The album and production culminate an immersive study of the novel in students’ AP English Literature class, the latest of “LitLabs”– interdisciplinary and engaged teaching projects directed and taught by Jacqueline Barrios, their teacher.  Students are scholars with the University of Southern California’s Neighborhood Academic Initiative (NAI), a college pathway program aimed at preparing first-generation students for higher education.  NAI partners with the Dickens Project to support each LitLab journey, which guides students through the seemingly foreign world of the nineteenth century novel by assembling a cast of fellow travelers, weaving a unique pedagogical experience for students to build bridges between their world and the world of Dickens.  From literary scholars  to resident dance artists,  from Dickens enthusiasts to  researchers in urbanism and architecture, the cast of characters in the story of their learning mirrors the elaborate ones within the novels themselves.

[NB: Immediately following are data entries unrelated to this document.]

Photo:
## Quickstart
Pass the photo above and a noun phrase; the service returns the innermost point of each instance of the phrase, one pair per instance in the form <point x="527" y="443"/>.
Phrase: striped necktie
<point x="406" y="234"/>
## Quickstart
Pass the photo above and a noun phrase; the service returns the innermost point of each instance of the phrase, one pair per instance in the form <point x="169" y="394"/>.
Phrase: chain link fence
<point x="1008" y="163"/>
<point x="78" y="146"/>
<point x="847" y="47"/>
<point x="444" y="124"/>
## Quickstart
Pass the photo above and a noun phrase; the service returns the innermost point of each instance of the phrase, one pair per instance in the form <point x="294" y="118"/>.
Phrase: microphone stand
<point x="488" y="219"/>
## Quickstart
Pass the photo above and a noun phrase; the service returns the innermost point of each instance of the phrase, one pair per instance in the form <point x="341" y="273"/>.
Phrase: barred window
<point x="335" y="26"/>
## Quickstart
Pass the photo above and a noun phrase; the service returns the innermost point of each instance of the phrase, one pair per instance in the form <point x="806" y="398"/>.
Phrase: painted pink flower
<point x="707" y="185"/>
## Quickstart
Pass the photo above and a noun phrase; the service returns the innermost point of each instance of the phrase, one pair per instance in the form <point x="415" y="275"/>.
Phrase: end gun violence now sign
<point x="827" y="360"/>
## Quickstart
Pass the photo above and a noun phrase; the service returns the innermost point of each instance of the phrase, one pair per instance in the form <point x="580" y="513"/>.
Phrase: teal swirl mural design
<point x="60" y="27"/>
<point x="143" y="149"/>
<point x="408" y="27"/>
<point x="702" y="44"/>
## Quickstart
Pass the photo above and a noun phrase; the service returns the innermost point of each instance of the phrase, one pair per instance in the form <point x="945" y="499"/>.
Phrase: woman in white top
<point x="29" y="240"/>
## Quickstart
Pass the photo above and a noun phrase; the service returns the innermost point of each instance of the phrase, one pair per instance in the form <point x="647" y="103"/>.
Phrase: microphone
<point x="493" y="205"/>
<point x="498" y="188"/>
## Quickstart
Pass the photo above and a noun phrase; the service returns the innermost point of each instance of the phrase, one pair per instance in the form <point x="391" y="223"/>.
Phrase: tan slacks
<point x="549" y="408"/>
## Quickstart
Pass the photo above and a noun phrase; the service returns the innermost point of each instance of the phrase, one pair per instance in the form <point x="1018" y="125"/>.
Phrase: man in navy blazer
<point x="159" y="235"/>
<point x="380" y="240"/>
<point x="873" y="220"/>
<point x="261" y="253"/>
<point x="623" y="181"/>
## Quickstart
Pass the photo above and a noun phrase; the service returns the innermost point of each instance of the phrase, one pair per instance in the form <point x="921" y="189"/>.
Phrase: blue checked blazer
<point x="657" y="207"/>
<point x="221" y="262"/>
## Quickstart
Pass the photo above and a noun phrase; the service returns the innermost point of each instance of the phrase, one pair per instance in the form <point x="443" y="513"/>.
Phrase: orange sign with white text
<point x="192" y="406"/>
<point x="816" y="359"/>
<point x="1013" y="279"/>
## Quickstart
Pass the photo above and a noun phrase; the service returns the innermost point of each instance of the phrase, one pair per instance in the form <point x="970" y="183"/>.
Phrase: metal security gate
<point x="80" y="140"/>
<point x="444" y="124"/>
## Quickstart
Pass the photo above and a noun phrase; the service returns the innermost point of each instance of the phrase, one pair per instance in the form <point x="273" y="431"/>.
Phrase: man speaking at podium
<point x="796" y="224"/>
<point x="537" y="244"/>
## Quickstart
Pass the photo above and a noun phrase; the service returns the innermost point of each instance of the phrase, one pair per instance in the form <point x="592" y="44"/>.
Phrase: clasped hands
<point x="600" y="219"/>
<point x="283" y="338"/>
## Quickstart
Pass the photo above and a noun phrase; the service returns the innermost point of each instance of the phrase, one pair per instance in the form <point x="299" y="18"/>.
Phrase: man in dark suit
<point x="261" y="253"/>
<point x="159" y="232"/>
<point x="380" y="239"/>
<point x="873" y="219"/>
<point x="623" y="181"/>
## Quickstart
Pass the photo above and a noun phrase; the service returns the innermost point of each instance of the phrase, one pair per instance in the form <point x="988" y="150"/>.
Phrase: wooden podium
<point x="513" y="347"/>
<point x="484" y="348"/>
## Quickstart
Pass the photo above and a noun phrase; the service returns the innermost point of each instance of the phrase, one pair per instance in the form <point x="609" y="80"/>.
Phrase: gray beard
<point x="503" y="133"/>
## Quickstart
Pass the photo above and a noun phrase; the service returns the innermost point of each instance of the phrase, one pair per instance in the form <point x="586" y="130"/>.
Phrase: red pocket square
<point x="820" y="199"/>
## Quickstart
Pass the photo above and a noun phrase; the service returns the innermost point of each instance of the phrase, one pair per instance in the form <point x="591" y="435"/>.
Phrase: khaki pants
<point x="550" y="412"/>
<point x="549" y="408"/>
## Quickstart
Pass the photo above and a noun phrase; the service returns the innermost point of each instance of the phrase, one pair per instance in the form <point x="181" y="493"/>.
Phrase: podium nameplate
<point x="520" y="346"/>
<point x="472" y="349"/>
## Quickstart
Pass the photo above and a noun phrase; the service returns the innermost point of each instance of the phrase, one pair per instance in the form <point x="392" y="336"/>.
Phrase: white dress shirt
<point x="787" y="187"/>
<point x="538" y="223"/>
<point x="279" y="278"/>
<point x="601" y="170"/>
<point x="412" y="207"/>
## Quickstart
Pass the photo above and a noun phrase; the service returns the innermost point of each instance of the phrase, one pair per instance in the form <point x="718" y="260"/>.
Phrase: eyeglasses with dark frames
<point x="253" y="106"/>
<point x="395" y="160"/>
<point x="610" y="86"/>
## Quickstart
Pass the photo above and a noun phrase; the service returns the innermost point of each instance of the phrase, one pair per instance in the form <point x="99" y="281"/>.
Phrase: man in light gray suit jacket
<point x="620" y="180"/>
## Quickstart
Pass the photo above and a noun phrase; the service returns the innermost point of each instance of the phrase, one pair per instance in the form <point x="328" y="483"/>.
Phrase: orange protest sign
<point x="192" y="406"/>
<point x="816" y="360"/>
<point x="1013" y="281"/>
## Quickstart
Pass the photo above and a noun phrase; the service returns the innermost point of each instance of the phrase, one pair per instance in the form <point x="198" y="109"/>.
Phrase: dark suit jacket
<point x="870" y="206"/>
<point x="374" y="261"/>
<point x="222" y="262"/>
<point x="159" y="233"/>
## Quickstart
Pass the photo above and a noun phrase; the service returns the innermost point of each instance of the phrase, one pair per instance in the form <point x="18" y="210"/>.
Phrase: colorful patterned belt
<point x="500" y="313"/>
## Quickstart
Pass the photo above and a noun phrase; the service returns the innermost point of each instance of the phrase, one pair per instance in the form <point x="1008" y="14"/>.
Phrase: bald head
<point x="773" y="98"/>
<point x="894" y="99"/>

The students’ album will officially “drop” in its own exhibition, LA 1992/London 1780: Sounding Out A Crowd, where a map installation and listening panels will contextualize and showcase the eleven original “singles” that students composed using an archive of found sounds from South LA and lyrics they wrote ala Dickens, riffing particularly off of his syntactic habit of writing long catalogs, or lists, in his multi-perspectival descriptions of the Gordon riots.  The singles represent students’ reworking of Dickens’ treatment of mob violence, an account that complicates the innocence or guilt of any single actor or point of view. Supported by UCLA’s Urban Humanities Initiative (UHI), a graduate program blending architecture, urban planning and humanities research methods, the album and exhibition as a whole orchestrate an experience of the students’ sound projects, which serve as a sonic documentary of student learning and the neighborhood. Visitors will see how students blended the novel’s storytelling with an experimental one in which they operate traditional literary tools alongside urban humanistic ones:  field work, sound scavenging, digital editing, urban research, interviews and mental mapping. The twelfth track in the album is an original piece by guest musician and composer Parker Hill (Spectral Acoustic) blending all of the students’ found sounds.

Layering history: Collaged hand-drawn maps for the cover of the album, Never Say Die: A Sonic Tribute to the LA 1992 Rebellion. Cover design by AP literature student, Joel Avila- Salguero.

A Tale of Two Riots: Students bring literature to life in this production blending theater, dance and live music. Poster design by AP literature student, Jung-Mi Jimenez and UCLA Urban Humanities alum, Sai Rojanapirom.

LA 1992/London 1780: Listening panels and a map installation contextualize students’ sonic work in this exhibition supported by UCLA’s Urban Humanities Initiative (UHI), a graduate research program in architecture, urban planning and the humanities. Design by UCLA UHI alum, Kenny Wong.

“It was just such a night as this”: Student actor with dance ensemble introduces the novel while hinting at its modern parallel.

Standing Out In the Crowd: The ensemble, all students in South LA, at the eve of Barnaby Rudge, coming soon February 1st and 2nd.